In a Facebook post, the Batangas public information office said five Metro Manila local governments also donated 6,500 vaccines for residents affected by Taal volcano’s unrest:
On Monday morning, Health Secretary Francisco Duque III vaccinated Agoncillo Mayor Daniel Reyes in a separate ceremony. DOH Calabarzon said vaccination activities in Agoncillo on Monday would focus on 1,200 Taal evacuees who have been in the evacuation centers since July 1.
Calabarzon health disaster risk reduction and management director Dr. Voltaire Guadalupe said that as of July 4, 95 evacuation centers were being used in Laguna and Batangas. The sites were housing 3,430 individuals, or 925 families.

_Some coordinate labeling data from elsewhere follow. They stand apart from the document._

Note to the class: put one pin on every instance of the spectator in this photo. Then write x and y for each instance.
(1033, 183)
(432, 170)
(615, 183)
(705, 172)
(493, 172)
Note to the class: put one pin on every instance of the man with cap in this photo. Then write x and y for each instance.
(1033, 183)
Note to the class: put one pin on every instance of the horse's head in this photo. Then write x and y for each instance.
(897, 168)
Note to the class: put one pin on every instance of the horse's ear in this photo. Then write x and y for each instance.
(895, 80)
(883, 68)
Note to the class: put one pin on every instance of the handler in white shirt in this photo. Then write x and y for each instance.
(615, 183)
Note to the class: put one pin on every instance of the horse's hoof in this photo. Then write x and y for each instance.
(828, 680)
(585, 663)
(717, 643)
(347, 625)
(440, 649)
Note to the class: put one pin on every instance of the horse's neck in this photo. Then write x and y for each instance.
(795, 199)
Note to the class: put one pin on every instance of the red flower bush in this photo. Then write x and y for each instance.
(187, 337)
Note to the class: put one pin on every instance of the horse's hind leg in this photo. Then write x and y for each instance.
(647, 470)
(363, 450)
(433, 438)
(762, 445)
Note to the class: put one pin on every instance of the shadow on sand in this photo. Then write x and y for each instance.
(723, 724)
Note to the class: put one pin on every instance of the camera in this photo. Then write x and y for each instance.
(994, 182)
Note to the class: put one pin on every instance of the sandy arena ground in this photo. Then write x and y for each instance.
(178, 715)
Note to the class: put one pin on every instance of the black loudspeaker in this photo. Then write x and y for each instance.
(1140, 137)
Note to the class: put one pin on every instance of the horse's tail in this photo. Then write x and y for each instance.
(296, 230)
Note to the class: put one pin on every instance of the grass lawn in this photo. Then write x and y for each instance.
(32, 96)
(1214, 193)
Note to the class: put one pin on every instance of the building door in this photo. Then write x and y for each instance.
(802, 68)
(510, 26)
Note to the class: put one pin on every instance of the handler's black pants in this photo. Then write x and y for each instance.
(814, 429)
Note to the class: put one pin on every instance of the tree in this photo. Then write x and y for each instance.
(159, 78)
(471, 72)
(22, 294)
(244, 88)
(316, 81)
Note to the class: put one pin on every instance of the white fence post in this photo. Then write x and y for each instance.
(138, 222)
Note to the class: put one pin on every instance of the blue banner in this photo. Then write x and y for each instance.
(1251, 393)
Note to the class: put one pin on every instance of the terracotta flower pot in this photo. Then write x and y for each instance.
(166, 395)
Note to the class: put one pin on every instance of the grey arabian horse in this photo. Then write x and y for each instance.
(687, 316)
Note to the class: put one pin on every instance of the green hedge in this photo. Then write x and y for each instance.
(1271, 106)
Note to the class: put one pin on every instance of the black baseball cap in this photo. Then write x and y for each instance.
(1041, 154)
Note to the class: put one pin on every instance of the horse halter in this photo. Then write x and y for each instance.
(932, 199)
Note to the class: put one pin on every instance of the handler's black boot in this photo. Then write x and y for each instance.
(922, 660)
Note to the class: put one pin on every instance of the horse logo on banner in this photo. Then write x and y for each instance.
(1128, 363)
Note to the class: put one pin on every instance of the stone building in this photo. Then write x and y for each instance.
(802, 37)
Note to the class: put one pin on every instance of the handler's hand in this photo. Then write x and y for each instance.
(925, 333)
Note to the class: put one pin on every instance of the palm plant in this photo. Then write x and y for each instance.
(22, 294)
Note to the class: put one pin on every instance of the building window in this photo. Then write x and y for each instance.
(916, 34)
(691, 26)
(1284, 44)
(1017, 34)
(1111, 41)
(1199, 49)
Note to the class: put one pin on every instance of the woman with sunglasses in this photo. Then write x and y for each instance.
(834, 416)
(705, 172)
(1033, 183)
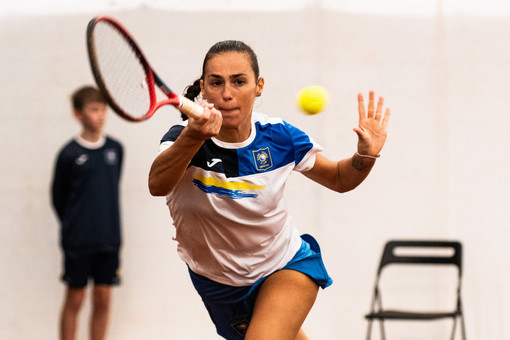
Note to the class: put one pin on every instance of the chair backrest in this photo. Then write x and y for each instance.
(390, 255)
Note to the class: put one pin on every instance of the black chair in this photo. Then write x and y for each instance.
(423, 253)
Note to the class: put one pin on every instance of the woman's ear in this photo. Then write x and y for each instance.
(260, 86)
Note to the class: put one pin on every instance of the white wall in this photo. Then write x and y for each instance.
(442, 173)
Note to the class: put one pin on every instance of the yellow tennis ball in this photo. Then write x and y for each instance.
(312, 99)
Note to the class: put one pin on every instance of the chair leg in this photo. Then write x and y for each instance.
(383, 332)
(369, 329)
(462, 327)
(454, 328)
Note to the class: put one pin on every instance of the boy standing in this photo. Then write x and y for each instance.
(85, 196)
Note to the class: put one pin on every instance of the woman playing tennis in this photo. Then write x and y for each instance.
(224, 174)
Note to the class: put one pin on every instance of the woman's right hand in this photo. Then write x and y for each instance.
(206, 126)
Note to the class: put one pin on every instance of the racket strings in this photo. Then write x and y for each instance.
(123, 74)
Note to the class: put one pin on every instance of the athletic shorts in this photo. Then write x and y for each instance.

While additional vaccines were sent to Batangas, Vergeire said local officials must also ensure other health measures are carried out to keep people safe in evacuation centers.
These include observing social distancing, the use of schools with one classroom to a family or one tent to a family, as well as the use of evacuation sites with good ventilation. Vergeire said enclosed evacuation center with limited ventilation should be avoided, if possible.
Local officials may also use antigen tests as baseline monitoring of COVID-19 cases within evacuation sites. Guadalupe said the DOH and National Disaster Risk Reduction and Management Council have deployed “more than enough” antigen tests for evacuees in towns affected by the ongoing unrest of Taal Volcano.
Aside from these, Vergeire said individuals must wear face masks at all times. Handwashing stations can also be set up, while minimum public health standards should be observed always.
In a separate statement Monday afternoon, DOH Calabarzon said five mental health and psychosocial support (MHPSS) teams were deployed to provide support to the 12 affected municipalities.
Teams will visit evacuation centers in the towns of Alitagtag, Balayan, Balete, Laurel, Agoncillo, San Nicolas, Talisay, San Jose, and Tanauan. They are expected to provide psychological first aid to affected evacuees, including senior citizens and persons with disabilities.
Each MHPSS team is composed of doctors, psychologists, health promotion officers, and nurses trained in providing psychological first aid, as well as mental health and psychosocial support, the DOH said.
“Disasters such as this can affect an individual’s emotional instability including stress reactions, anxiety, and trauma. We have to assist these individuals and give them support and guidance in order for them to cope and be able to reorganize their lives,” DOH Calabarzon Officer-in-Charge Paula Sydiongco said.
Taal Volcano was placed under Alert Level 3 following a phreatomagmatic eruption last Thursday, July 1. This alert level means there is magmatic unrest.